To determine whether the inhibition of ERBB2 and increased cancer cell death were drug effects specific to lapatinib, we repeated these assays using afatinib, an irreversible EGFR, ERBB2, and ERBB4 kinase inhibitor (28), and neratinib, a pan-ERBB receptor TKI (29). Based on an IC50 of 2 μM afatinib (Figure S4A), cultures with afatinib display a reduction of cell proliferation, CFCs, and increased annexin V+ cells compared to control cultures with either MDS-L cells (Figure S4B-D) or K562 cells (Figure S4E-H). Moreover, MDS-L cell cultures with neratinib reduced total cell proliferation by 2.6- and 3.4-fold compared to control cultures at 72 h and 7 days, respectively (Figure S4I-J). Like afatinib, neratinib reduced CFCs and promoted increased annexin V+ cells (Figure S4K-L). In cultures of primary CD34+ MDS cells, inhibition of ERBB2 displayed up to a 5.3-fold reduction in cell proliferation and a 3.6-fold increase in annexin V+ cells from cultures with afatinib (Figure S4M-N). These data indicate that inhibition of ERBB2 and subsequent increased cell death could be a general effect of TKIs for EGFR/ERBB2 and is not a drug-specific effect of lapatinib alone.
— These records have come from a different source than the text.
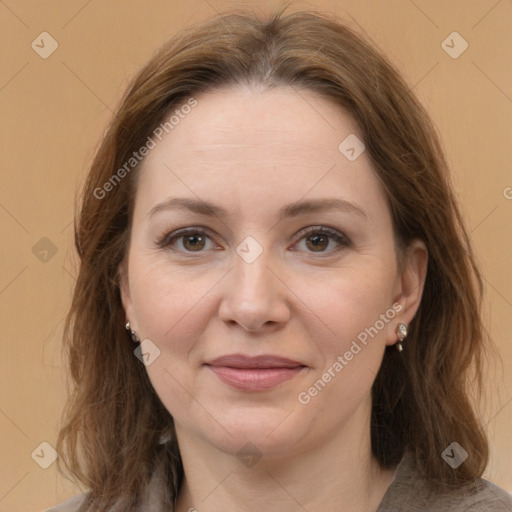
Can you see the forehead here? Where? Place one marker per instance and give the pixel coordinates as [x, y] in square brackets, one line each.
[245, 145]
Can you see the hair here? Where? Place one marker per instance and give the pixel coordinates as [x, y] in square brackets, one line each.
[113, 422]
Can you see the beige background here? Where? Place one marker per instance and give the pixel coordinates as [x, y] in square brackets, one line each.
[54, 110]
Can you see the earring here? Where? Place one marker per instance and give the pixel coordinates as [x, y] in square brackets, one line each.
[133, 334]
[401, 332]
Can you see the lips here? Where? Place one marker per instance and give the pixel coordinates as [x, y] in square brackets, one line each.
[258, 373]
[263, 361]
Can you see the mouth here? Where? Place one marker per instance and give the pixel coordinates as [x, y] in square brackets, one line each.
[254, 373]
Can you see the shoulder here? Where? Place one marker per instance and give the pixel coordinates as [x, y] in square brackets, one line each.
[74, 504]
[410, 491]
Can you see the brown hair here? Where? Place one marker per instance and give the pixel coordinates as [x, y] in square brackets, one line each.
[113, 422]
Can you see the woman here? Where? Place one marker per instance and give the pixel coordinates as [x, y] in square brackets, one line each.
[278, 305]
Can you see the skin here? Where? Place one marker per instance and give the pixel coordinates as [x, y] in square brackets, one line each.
[251, 152]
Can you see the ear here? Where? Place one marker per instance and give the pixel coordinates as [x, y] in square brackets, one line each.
[124, 289]
[410, 284]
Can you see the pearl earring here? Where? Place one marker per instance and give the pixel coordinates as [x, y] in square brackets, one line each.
[401, 332]
[133, 334]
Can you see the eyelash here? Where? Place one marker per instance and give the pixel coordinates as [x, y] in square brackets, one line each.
[343, 241]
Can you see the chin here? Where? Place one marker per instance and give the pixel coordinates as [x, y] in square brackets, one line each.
[269, 436]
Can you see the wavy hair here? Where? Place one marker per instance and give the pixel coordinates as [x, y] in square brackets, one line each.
[113, 422]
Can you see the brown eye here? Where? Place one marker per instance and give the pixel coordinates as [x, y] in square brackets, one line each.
[322, 240]
[317, 242]
[193, 242]
[187, 241]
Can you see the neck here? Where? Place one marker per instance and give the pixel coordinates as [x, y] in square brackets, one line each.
[342, 468]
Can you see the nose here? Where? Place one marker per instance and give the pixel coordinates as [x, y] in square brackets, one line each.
[254, 296]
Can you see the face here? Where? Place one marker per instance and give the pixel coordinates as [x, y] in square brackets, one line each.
[294, 258]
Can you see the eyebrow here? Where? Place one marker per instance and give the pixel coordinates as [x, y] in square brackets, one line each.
[202, 207]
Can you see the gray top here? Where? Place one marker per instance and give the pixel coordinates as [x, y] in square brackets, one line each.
[408, 492]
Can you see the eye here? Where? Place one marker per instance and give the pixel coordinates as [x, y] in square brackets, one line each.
[186, 240]
[318, 239]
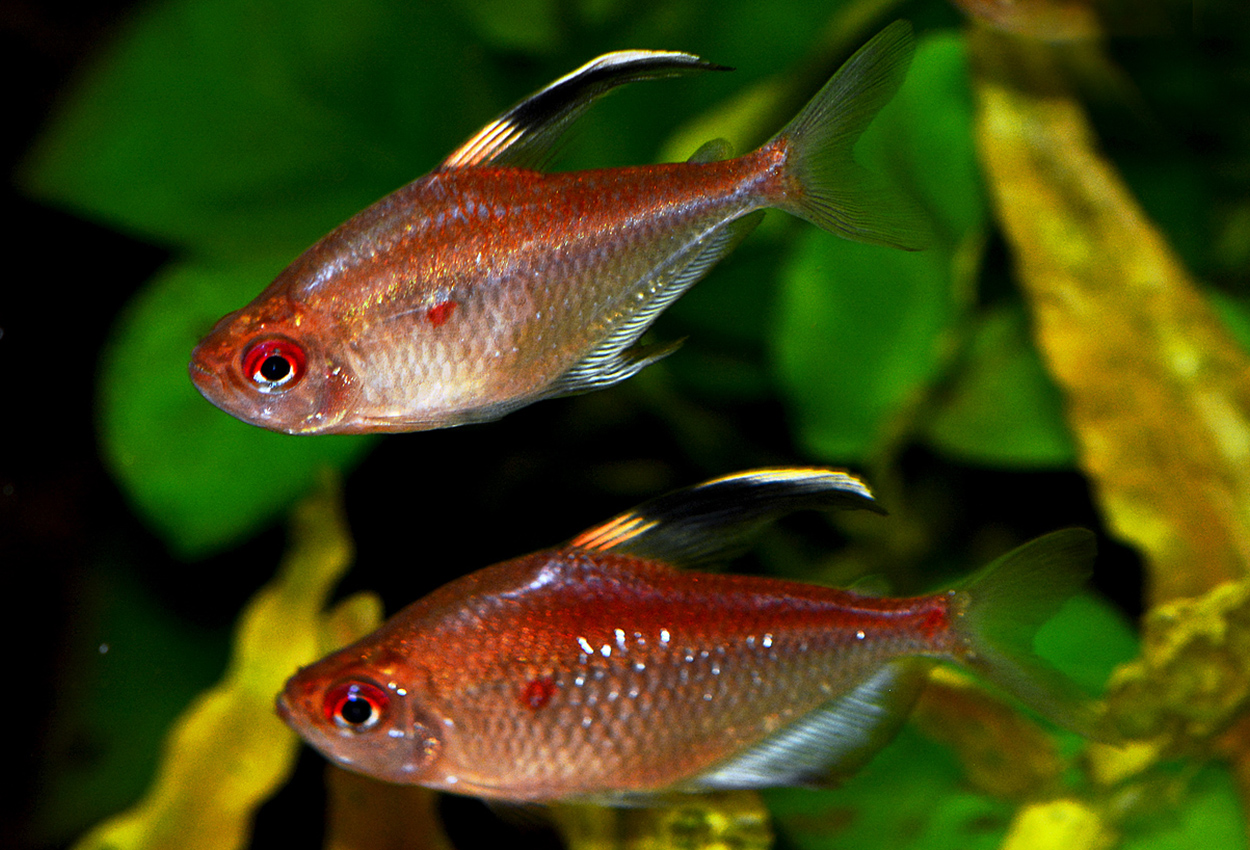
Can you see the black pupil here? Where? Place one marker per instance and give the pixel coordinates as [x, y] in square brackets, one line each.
[356, 710]
[275, 368]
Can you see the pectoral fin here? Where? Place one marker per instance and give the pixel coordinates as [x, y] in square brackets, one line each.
[614, 359]
[524, 135]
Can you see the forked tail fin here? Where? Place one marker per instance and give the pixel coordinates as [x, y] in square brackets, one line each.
[1005, 604]
[824, 183]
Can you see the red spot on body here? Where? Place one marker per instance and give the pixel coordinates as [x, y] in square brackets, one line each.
[538, 693]
[440, 313]
[934, 621]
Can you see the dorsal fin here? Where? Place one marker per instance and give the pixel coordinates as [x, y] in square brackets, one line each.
[524, 135]
[833, 741]
[711, 520]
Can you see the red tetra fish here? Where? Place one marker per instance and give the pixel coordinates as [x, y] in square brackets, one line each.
[599, 671]
[486, 285]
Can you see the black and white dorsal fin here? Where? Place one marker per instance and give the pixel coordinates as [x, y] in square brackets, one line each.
[525, 134]
[714, 519]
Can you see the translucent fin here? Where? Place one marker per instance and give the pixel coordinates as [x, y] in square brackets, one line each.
[831, 743]
[714, 519]
[525, 134]
[825, 185]
[613, 359]
[999, 611]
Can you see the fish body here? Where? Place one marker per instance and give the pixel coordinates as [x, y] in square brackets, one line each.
[599, 671]
[489, 284]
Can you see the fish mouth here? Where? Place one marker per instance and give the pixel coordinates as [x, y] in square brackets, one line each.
[205, 380]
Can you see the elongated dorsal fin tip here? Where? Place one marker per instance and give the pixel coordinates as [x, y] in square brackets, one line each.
[525, 134]
[711, 520]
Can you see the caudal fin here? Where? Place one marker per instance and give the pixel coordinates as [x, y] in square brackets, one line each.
[1004, 606]
[824, 184]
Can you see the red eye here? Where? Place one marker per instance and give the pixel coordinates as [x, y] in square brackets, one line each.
[355, 705]
[274, 364]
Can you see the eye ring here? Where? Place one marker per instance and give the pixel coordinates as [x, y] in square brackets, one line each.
[275, 364]
[355, 705]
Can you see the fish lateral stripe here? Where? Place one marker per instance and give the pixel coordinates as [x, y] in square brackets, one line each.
[556, 675]
[555, 276]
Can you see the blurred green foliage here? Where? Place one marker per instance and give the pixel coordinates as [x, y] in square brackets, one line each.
[238, 133]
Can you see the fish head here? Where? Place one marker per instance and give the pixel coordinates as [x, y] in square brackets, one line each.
[365, 718]
[275, 364]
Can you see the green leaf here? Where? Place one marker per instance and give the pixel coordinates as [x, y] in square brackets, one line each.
[861, 330]
[911, 795]
[1209, 816]
[235, 128]
[1086, 640]
[199, 476]
[1003, 408]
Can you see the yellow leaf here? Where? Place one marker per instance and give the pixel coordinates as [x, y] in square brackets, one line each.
[1058, 825]
[1193, 679]
[1156, 390]
[228, 751]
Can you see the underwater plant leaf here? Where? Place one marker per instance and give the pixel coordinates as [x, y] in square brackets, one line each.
[698, 821]
[229, 750]
[1001, 753]
[1193, 679]
[1210, 818]
[1051, 20]
[1059, 825]
[863, 330]
[1156, 390]
[530, 25]
[1001, 409]
[125, 643]
[196, 475]
[240, 130]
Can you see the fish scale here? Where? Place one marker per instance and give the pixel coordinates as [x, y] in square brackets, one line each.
[488, 284]
[598, 670]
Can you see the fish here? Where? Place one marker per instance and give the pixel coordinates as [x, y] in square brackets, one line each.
[490, 284]
[610, 669]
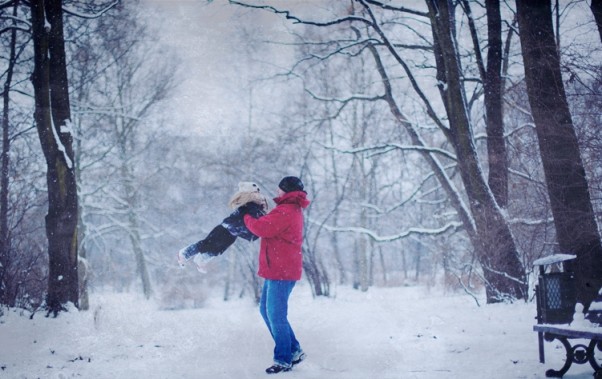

Neutralization of ERBB2 impairs long-term human MDS cell engraftment

We generated a human-murine xenograft model for MDS (19,30) to determine the effect of ERBB2 inhibition on long-term MDS-L cell engraftment. Following 24 h exposure to 10 μM lapatinib or DMSO, equal numbers of viable MDS-L cells were transplanted via intrafemoral injection into Nod-SCID-IL2Rγ−/− (NSG) mice, which are permissive for human engraftment (31) (Figure 4A). Immediately before injection of these cells, we found that lapatinib caused no differences in apoptotic cell death (Figure S5A) and a modest block in cell cycle progression with increased cells in G0 compared to control cultures at 24 h (Figure S5B). The recipients of lapatinib-treated cells displayed the preservation of marrow architecture and a 5.5-fold reduction in mean cancer engraftment at 21 weeks posttransplantation compared to control mice (Figure 4B-D). Moreover, the levels of engraftment for CD13, CD33, and CD38 were 4.4- to 6.8- fold decreased in recipients of DMSO-treated cells compared to recipients of lapatinib-treated cells (Figure S5C). Recipients of lapatinib-treated cells displayed a significant decrease in splenic infiltration with MDS cells compared to control mice (Figure 4E, F). These findings indicate that ERBB2 inhibition could prevent long-term engraftment of MDS-L cells.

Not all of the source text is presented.